Dave McCleave

Personal information
- Nationality: British (English)
- Born: 24 December 1911 Battersea, London, England
- Died: 19 May 1988 (aged 76)

Sport
- Sport: Boxing
- Club: Lynn BC

Medal record
Men's Boxing
Representing England
British Empire Games
| Gold medal – first place | 1934 London | Welterweight |

= Dave McCleave =

English boxer

David Edward McCleave (24 December 1911 - 19 May 1988) was an English boxer who competed for Great Britain in the 1932 Summer Olympics.

== Boxing career ==
McCleave born in Battersea, boxed out of Lynn BC.

In 1932 he finished fourth in the welterweight class. He was not able to compete in the bronze medal bout against Bruno Ahlberg. At the 1934 Empire Games he won the gold medal in the welterweight class after winning the final against Dick Barton.

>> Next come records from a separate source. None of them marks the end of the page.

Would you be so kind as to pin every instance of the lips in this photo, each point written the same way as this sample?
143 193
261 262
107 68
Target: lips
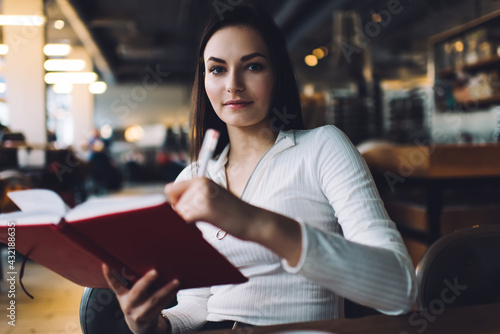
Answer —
235 104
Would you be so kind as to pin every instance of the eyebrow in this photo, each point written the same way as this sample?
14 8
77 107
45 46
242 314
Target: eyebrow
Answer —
244 58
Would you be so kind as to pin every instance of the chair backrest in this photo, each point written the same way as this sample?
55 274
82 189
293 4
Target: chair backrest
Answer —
100 313
461 268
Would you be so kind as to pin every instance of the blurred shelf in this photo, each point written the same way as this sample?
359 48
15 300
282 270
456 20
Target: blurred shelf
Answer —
450 71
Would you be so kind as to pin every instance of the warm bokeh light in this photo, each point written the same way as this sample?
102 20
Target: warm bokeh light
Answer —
4 49
134 133
71 77
106 131
57 49
59 24
21 20
98 87
376 18
62 88
311 60
64 65
318 53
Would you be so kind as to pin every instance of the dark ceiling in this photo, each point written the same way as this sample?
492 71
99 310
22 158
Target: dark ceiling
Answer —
133 35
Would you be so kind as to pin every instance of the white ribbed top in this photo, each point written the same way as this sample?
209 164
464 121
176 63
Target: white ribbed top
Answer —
318 178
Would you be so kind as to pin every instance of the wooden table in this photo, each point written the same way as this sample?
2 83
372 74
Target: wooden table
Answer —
436 168
480 319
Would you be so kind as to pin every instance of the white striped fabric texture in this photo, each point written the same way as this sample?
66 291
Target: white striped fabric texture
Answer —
350 247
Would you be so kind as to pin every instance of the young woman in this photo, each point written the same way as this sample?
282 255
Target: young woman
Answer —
295 210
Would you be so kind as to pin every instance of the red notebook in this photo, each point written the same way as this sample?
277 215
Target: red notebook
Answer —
131 234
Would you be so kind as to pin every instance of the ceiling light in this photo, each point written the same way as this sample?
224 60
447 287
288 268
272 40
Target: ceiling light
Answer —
59 24
134 133
57 49
62 88
71 77
311 60
4 49
21 20
64 65
106 131
98 87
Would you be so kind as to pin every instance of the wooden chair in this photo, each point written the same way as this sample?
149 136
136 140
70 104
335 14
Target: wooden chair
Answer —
461 268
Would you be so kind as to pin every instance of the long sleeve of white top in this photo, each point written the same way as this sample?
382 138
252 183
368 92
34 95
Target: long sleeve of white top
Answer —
370 265
190 313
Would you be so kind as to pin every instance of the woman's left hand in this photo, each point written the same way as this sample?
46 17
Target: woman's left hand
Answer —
201 199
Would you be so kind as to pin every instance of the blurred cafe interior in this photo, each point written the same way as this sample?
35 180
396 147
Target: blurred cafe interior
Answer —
95 101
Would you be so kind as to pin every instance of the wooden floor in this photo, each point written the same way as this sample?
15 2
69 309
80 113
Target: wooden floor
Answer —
54 309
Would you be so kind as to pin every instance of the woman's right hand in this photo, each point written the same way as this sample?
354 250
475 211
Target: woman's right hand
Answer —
142 304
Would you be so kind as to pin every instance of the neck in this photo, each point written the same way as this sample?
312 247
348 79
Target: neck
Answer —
250 143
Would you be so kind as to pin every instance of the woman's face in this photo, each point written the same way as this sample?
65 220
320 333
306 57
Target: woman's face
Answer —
239 79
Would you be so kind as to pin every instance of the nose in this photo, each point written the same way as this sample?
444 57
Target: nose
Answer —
234 82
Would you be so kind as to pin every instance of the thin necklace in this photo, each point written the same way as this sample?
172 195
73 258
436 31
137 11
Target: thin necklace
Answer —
220 234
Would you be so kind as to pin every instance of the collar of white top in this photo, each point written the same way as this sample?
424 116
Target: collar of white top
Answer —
285 138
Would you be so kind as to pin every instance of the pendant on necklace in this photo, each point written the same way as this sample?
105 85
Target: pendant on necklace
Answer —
220 234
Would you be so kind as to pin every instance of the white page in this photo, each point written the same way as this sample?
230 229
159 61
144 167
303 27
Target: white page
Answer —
101 206
28 218
38 200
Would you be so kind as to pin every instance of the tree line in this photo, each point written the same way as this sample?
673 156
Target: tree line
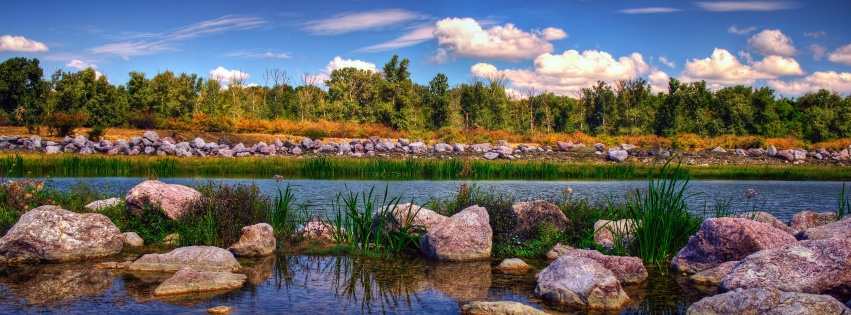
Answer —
390 98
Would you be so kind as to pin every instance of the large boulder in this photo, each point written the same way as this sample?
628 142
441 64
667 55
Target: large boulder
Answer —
580 282
170 197
726 239
188 280
767 301
531 214
839 229
626 269
465 236
53 234
499 308
201 258
410 215
817 267
605 232
256 241
807 219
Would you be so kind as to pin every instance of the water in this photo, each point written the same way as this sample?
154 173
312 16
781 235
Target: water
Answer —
780 198
301 284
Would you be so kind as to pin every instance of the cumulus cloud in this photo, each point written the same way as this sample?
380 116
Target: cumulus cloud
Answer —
21 44
226 76
772 42
841 55
649 10
725 69
664 60
415 36
339 63
465 37
568 72
818 51
741 31
352 22
726 6
839 82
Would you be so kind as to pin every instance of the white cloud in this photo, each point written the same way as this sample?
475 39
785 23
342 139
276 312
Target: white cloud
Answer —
838 82
20 43
415 36
664 60
339 63
142 44
567 73
841 55
772 42
226 76
725 69
741 31
79 64
466 38
353 22
815 34
818 51
649 10
726 6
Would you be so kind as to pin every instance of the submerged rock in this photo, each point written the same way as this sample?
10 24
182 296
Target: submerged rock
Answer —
727 239
580 282
767 301
465 236
188 280
53 234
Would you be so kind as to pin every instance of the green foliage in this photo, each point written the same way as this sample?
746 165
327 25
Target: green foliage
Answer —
62 124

He won the 1932 and 1934 Amateur Boxing Association British welterweight titles and the 1931 lightweight title, when boxing out of the Lynn ABC.

==Personal life==
In the 1950s he was the landlord of the Union Tavern Pub Camberwell New Road. It was a boxing pub where David Benjamin Gray was compere and manager with his wife Irene Alice Gray.